Soon after, it started to become clear that Adleman’s days in the Reds’ rotation were likely numbered, at least for the time being. I don’t mean to suggest that that’s a bad thing, for if the Reds finally have five healthy options who will give them a better chance of winning, I’m all for Adleman’s demotion. Still, it seems unfair not to acknowledge and commend him for being the team’s most dependable starter over the past 15 months. Perhaps in the future, we’ll look back on him in a similar manner to Travis Wood, who started 18 games for the Reds the year before they last won the NL Central (and with a very Adleman-like line at that – 6-6 with a 4.84 ERA), or Micah Owings and Justin Lehr, who started a combined 30 games the year before the team turned the corner in 2010.
Call them Band-Aids, gap-fillers, Mr. Right Nows, bridges who helped the Reds get from Point A to Point B. They might not be around when the team returns to postseason glory, but their contributions helped to pave the path leading there. If Steve Bartman gets a World Series ring, hopefully the 2018 or 2019 Reds will remember to send one Adleman’s way.
I admire and root for guys like Adleman. He’s fought and scratched with marginal ability and made it almost two years in the major leagues, or the MFL as Ted Williams would call it. A 24th-round pick, he plowed through the minors and independent leagues for almost no pay until he was 28, then has finally earned some money the last two years.
I heard a thing on the Sirius XM MLB channel from Steve Phillips (the former Met GM who has a great program with Eduardo Perez) that Adleman works in the off-season at the deli where Phillips goes in the New York area.
As a pitcher, hitters at this level just catch up to Adleman after the first at-bat. But maybe he has a shot in the bullpen as a long man, and there is nothing wrong with having a lot of high-character guys on the team.
Thank you, Clay.
I can’t understand how Walt Jocketty can let a staff get this lousy. He knows how-to build and maintain a competent staff. We need a little middle relief, a ton of starters and another good hitter or two. What the heck are they waiting for. They have rebuilt a lousy team, now let’s go in the other direction awhile. This team has too much history to be this bad, five the proud REDS fans there due. I’ve been Adam since 1969. Those were the days my friend. Walt please take us back there. Call Sparky!

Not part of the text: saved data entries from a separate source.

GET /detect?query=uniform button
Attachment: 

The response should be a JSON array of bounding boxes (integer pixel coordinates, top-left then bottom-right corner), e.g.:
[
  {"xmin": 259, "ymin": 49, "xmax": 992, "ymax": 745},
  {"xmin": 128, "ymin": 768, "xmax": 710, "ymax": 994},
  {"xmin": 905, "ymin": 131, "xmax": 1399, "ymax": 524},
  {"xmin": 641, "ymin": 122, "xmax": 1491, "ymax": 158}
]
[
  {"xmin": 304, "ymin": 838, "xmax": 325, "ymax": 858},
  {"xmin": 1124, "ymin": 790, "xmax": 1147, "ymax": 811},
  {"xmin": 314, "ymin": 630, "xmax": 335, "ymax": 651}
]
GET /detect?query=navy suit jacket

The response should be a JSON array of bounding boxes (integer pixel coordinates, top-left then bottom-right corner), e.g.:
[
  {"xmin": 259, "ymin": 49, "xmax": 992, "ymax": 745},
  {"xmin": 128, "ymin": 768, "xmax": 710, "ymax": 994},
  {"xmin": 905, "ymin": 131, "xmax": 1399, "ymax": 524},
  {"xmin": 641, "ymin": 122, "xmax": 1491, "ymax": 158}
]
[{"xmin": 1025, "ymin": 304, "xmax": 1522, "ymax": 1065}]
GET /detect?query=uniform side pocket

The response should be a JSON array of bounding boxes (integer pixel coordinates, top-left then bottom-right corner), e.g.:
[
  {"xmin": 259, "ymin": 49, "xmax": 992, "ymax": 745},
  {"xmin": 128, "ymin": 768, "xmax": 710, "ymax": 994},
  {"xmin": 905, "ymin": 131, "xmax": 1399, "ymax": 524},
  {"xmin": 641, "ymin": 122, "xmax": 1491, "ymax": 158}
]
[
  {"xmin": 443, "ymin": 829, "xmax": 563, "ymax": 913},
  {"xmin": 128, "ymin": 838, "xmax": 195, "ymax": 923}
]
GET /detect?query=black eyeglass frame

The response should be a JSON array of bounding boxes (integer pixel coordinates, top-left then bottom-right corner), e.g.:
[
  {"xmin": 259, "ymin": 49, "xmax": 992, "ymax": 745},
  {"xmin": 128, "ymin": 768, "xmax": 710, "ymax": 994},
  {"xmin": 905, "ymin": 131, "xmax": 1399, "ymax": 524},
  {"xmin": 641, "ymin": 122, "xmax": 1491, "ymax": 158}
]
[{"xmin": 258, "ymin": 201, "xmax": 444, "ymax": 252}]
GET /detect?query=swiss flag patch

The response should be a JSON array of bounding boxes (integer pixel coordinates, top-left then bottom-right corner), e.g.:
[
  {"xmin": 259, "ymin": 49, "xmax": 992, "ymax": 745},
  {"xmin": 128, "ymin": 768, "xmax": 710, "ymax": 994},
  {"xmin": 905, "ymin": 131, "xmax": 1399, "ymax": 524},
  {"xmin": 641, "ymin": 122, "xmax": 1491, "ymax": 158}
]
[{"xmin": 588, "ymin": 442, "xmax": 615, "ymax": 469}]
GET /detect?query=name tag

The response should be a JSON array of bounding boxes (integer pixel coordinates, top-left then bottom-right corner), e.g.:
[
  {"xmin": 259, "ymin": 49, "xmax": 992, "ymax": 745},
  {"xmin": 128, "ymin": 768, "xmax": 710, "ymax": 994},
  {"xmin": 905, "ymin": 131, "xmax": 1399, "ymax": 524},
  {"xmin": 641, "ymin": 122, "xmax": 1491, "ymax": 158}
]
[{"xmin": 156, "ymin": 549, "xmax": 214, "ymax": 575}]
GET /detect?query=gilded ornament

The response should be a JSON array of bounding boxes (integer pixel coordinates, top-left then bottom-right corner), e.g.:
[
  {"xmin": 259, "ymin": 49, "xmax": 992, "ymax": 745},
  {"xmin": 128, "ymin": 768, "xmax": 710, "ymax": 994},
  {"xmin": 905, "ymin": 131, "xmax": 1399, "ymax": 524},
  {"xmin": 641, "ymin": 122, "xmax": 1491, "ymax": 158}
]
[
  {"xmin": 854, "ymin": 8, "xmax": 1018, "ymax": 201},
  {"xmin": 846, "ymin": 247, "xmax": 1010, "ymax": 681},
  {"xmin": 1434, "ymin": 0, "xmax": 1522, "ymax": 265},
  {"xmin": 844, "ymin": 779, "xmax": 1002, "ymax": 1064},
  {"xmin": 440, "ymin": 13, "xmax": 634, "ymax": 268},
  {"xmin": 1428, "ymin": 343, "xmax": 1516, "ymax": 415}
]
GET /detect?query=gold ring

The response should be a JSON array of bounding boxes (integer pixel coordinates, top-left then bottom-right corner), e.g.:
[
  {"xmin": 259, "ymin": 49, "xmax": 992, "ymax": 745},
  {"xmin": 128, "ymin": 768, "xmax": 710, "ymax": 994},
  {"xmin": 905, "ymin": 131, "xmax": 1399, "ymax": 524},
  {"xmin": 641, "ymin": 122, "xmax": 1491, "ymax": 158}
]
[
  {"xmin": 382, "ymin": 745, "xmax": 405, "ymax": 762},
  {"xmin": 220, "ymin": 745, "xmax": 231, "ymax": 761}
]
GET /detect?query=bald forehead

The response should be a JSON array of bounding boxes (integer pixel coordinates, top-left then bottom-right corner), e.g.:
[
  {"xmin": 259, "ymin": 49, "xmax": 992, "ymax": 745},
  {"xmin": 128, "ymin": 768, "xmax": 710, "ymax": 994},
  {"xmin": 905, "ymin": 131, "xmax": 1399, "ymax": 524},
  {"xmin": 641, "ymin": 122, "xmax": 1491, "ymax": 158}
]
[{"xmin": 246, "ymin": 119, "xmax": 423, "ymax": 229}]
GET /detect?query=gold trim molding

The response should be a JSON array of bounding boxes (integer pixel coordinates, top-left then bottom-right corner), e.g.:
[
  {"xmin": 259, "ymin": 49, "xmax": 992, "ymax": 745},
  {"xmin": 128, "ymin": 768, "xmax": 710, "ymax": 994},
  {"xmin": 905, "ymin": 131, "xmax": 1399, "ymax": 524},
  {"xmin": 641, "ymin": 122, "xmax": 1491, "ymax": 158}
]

Good post. I really couldn’t understand Price’s quick hook on Monday night – pulling Adleman with 2 outs in the 5th inning and replacing him with Blake Wood. Throw the guy a bone (a chance to get the win) – Adleman might not be young or part of Reds’ future plans but he has certainly competed over the past 2 years. Also, keep in mind that the Reds didn’t plan on Adleman pitching either this year or last so who knows what the future holds.